Research Project: Development of a Transcriptome-Based GBS System for Peanut Breeding

Location: Wheat, Peanut, and Other Field Crops Research

Project Number: 3072-21220-008-12-N
Project Type: Non-Funded Cooperative Agreement

Start Date: Jan 1, 2016
End Date: Dec 31, 2020

Our central hypothesis is that it is possible to use SNP polymorphism data to develop a simple, flexible, cost-effective system for marker analysis, suitable to the needs of breeders. Genotype-by-sequencing offers the possibility of identifying a large number of SNPs for a limited number of individuals at a cost far lower than in the past. However, problems of sequence representation and cost ($50/sample) still make this infeasible for large breeding populations, and a further modification of sequencing methods is needed. The goal is to reduce the cost per plant sample to $10. Here, we propose to use SNPs originally identified by transcriptome (RNA-Seq) and reduced representation genome sequencing (RAD-Seq) in a targeted resequencing effort to develop medium-density (200-1000 SNP) genetic marker maps that can be used for selection of QTLs in a breeding population, and far more inexpensively than can be done using previous sequencing methods. The work will have the following five objectives: 1. Develop B genome and tetraploid populations 2. Develop primers for B-genome and tetraploid mapping populations, and screen against parents and other breeding lines in the southwest 3. Map markers on the population 4. Map QTLs for greenhouse-derived data 5. Release data to Peanutbase

Need for SNPs: Single-nucleotide polymorphisms offer a power of detection and speed far in excess of other marker technologies used in peanut. It has been estimated that there are more than 3.1 million SNPs in the human genome. SSR mapping has typically required test scoring of hundreds or thousands of SSRs to identify a number barely sufficient for genetic analysis. The time and labor cost for marker analysis of a population is very high, both in cost of time (years) and reagents.
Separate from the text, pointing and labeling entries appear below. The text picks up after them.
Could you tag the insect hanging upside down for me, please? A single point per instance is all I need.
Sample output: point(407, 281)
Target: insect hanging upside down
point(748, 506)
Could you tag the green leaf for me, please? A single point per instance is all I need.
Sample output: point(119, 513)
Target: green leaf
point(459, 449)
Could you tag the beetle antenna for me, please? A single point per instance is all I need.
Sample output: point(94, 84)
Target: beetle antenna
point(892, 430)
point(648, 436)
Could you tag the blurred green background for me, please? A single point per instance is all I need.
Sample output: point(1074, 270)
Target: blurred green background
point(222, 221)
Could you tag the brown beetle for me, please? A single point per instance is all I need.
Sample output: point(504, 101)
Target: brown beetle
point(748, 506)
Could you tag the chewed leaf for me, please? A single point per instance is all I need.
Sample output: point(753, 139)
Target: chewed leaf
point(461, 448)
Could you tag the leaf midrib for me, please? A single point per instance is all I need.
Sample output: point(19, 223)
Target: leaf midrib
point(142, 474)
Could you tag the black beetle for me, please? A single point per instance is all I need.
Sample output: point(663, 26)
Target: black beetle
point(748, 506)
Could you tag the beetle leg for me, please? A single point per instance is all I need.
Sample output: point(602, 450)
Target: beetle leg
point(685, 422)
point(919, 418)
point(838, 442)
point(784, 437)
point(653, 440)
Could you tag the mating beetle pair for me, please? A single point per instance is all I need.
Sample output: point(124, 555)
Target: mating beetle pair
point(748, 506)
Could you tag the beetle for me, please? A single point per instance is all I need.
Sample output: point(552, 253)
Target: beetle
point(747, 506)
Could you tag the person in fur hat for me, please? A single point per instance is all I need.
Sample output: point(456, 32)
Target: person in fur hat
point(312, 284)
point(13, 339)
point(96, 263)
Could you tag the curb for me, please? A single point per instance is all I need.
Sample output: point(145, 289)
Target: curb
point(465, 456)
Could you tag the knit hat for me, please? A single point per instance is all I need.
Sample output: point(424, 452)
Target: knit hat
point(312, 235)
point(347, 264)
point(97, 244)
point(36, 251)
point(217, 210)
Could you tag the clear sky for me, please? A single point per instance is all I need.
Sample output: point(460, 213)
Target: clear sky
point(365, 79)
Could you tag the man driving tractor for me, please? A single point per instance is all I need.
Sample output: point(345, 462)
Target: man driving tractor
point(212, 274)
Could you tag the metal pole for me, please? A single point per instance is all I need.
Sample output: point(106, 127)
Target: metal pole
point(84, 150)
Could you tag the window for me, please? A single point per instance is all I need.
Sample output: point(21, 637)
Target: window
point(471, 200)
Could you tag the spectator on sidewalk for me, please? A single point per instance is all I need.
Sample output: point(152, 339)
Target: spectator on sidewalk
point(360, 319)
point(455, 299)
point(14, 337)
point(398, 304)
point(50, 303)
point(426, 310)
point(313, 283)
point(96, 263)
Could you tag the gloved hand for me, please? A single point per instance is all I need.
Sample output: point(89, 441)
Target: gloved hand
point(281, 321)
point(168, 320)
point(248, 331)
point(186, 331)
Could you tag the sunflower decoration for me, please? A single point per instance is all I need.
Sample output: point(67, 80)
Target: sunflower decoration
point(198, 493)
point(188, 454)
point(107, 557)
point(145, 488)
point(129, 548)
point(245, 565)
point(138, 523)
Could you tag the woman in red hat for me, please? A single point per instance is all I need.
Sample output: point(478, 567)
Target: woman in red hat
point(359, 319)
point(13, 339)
Use of SNP-based markers can reduce time for genotyping to a matter of days. In chicken, using 3072 SNPs, 2396 genotypes were scored in this manner in 3 months. In barley, SNP markers were mapped on 3 populations in this manner and more recently, a transcriptome-based resequencing system has been developed for barley, representing most of the genes in that species. In addition, the quick turnaround for marker-assisted selection is important for making selections in the time frame of a breeding program, which typically may have a window of a few weeks for DNA isolation, analysis, and selection.